R. Kelly

Happy People/U Saved Me (Jive)

Usher, with Kanye West CSU Convocation Center, 2000 Prospect Avenue 8 p.m. Thursday, August 26; the show is sold out
It's an unspoken rule in American life that another man's faith is not to be challenged, even that of an accused pedophile following the long R&B tradition of spiritual and sexual conflict. Yet unlike last year's fascinating and frustrating Chocolate Factory, which appeared at the height of R. Kelly's troubles without a whiff of premeditation, these separate secular and sacred albums seem more like a shrewd attempt to persuade a jury -- if not of innocence, exactly -- then certainly that he's a harmless, devout, and repentant fellow.

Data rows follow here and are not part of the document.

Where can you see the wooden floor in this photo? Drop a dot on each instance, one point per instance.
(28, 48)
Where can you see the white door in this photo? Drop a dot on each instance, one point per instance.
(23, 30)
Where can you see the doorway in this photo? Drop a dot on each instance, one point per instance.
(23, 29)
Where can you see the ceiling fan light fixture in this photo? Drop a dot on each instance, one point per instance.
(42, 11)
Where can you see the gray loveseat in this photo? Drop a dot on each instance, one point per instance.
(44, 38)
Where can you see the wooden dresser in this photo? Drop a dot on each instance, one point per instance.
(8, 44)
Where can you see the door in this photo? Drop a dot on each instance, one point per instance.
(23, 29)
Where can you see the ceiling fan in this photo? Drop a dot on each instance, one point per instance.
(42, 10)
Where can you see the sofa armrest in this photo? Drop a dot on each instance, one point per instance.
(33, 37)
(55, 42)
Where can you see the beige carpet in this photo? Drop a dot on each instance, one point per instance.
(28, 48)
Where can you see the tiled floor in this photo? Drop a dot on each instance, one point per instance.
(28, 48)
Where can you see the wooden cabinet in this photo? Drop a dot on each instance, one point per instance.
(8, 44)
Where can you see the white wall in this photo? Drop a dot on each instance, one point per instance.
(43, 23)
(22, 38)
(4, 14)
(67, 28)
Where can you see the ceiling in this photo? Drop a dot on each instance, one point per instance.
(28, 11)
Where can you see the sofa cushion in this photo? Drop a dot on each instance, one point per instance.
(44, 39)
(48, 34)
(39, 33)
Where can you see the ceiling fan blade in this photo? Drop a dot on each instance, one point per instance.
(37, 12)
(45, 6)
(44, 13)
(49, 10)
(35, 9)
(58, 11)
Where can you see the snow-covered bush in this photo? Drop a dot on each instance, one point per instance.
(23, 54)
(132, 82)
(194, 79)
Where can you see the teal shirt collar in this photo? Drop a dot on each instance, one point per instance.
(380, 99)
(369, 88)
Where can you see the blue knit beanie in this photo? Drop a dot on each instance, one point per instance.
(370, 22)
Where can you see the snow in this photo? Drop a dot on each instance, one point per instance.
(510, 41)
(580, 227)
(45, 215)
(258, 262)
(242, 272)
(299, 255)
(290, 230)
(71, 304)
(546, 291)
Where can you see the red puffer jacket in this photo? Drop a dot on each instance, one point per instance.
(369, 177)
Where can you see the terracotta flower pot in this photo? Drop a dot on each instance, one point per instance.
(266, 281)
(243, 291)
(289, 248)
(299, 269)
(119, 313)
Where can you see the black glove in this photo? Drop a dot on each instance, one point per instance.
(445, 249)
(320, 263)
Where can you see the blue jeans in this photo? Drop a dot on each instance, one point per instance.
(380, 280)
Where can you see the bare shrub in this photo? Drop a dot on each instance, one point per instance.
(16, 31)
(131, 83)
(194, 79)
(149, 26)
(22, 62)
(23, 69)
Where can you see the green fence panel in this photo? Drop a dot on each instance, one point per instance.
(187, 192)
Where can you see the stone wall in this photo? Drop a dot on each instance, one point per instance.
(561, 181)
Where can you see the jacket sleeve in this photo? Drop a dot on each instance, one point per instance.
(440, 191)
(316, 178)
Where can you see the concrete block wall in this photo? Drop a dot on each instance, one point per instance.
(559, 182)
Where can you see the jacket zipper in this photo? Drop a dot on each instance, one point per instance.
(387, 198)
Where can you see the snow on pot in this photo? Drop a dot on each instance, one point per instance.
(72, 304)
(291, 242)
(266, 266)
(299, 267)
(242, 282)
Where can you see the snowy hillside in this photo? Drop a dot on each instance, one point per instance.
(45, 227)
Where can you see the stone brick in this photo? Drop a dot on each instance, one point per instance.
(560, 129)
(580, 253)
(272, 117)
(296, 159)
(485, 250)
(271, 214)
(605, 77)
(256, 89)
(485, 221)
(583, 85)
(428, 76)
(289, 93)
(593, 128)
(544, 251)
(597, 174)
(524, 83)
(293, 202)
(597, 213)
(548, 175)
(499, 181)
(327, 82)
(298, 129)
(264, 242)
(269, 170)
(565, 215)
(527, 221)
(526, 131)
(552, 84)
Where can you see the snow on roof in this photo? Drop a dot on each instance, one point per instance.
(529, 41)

The mainstream-oriented Happy People is one long, midtempo groove begging to be disturbed, featuring Kelly at his most saccharine and calculatedly bland: "If I Can Make the World Dance" even dumbs down "What's Going On" into a potential Pepsi commercial.

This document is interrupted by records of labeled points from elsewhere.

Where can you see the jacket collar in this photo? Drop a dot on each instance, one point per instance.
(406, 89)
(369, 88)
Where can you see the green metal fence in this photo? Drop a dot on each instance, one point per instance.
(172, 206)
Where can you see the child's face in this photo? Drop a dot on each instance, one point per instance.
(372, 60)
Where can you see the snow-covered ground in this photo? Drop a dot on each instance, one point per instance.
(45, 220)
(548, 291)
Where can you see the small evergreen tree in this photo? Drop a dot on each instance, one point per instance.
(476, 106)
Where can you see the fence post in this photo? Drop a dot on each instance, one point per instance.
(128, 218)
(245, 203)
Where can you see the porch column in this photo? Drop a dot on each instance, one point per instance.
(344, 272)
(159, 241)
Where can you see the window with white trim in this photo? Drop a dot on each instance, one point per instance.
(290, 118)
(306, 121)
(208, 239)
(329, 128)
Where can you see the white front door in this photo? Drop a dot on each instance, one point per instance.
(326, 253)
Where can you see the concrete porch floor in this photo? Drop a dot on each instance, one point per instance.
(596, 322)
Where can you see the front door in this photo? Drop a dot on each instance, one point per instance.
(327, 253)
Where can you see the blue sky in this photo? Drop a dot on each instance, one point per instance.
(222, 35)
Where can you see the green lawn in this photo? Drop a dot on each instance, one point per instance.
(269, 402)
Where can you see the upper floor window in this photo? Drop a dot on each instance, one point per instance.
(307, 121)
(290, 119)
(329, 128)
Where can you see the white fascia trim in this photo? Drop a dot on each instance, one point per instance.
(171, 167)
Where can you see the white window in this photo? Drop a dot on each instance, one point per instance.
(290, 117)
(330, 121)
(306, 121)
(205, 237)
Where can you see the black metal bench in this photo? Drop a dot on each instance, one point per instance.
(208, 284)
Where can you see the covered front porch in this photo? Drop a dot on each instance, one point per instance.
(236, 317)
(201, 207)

U Saved Me, on the other hand, is where the real musical thrills -- and charges of opportunism -- await. Whether he's reworking "I Believe I Can Fly" on the inspirational title track or offering a gentle reminder that "Prayer Changes" everything from attitudes to school grades, there's no disputing the majestic heights Kelly's pop-gospel can reach, or the way his aching, conversational tenor keeps it human. But when Prince sang about climbing "The Ladder," for example, he wasn't trying to escape charges that he'd screwed a 14-year-old girl. As much as Kelly deserves credit for bucking urban music's gutter obsessions and exalting God, the "Peace" this collection craves will ring hollow until Kelly's sins are judged here on earth.